From 1559 Felipe II had been at peace with France, and had contented himself with urging it to crush out heresy. French intervention in favour of the Low Countries did not cause him to change his attitude, but when at the death of Henry III in 1589 the Protestant Henry of Bourbon became heir to the throne of France, Felipe II allied himself with the Guises, who were at the head of the League, supplied them with money and men, and on several occasions sent to their relief his great general Alexander Farnese. He even dreamed of obtaining the crown of France for his daughter Isabel, but this daring project was not realized. The conversion of Henry IV (1593) to Catholicism removed the last obstacle to his accession to the French throne. Apparently Felipe II failed to grasp the situation, since he continued for two years more the war against Henry IV, but his fruitless efforts were finally terminated in 1595 by the absolution of Henry IV by Clement VIII.
No sovereign has been the object of such diverse judgments. While the Spaniards regarded him as their Solomon and called him "the prudent King" (el rey prudente), to Protestants he was the "demon of the south" (dćmon meridianus) and most cruel of tyrants. This was because, having constituted himself the defender of Catholicism throughout the world, he encountered innumerable enemies, not to mention such adversaries as Antonio Perez and William of Orange who maligned him so as to justify their treason. Subsequently poets (Schiller in his "Don Carlos"), romance-writers, and publicists repeated these calumnies. As a matter of fact Felipe II joined great qualities to great faults. He was industrious, tenacious, devoted to study, serious, simple-mannered, generous to those who served him, the friend and patron of arts. He was a dutiful son, a loving husband and father, whose family worshipped him.
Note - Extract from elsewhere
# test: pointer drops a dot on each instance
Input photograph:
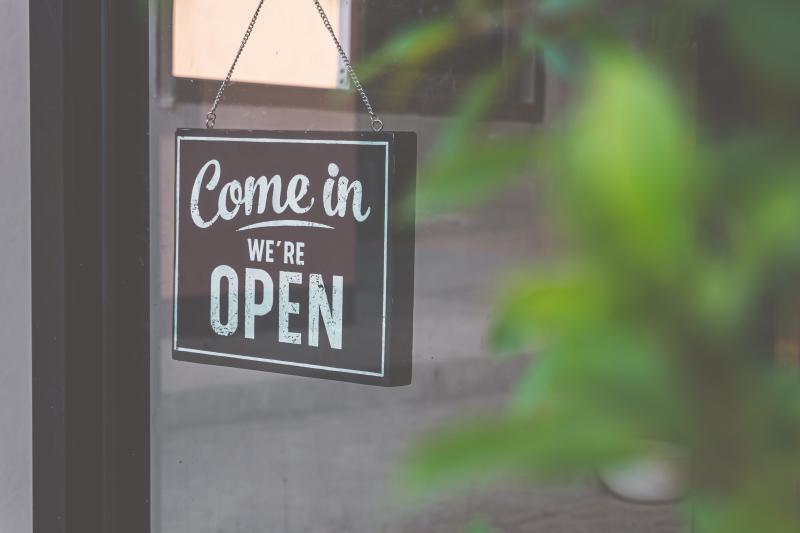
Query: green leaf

His piety was fervent, he had a boundless devotion to the Catholic Faith and was, moreover, a zealous lover of Justice. His stoical strength in adversity and the courage with which he endured the sufferings of his last illness are worthy of admiration.
On the other hand he was cold, suspicious, secretive, scrupulous to excess, indecisive and procrastinating, little disposed to clemency or forgetfulness of wrongs. His religion was austere and sombre. He could not understand opposition to heresy except by force. Imbued with ideas of absolutism, as were all the rulers of his time, he was led into acts disapproved by the moral law. His cabinet policy, always behind-hand with regard to events and ill-informed concerning the true situation, explains his failures to a great extent. To sum up we may cite the opinion of Baumstark: "He was a sinner, as we all are, but he was also a King and a Christian King in the full sense of the term".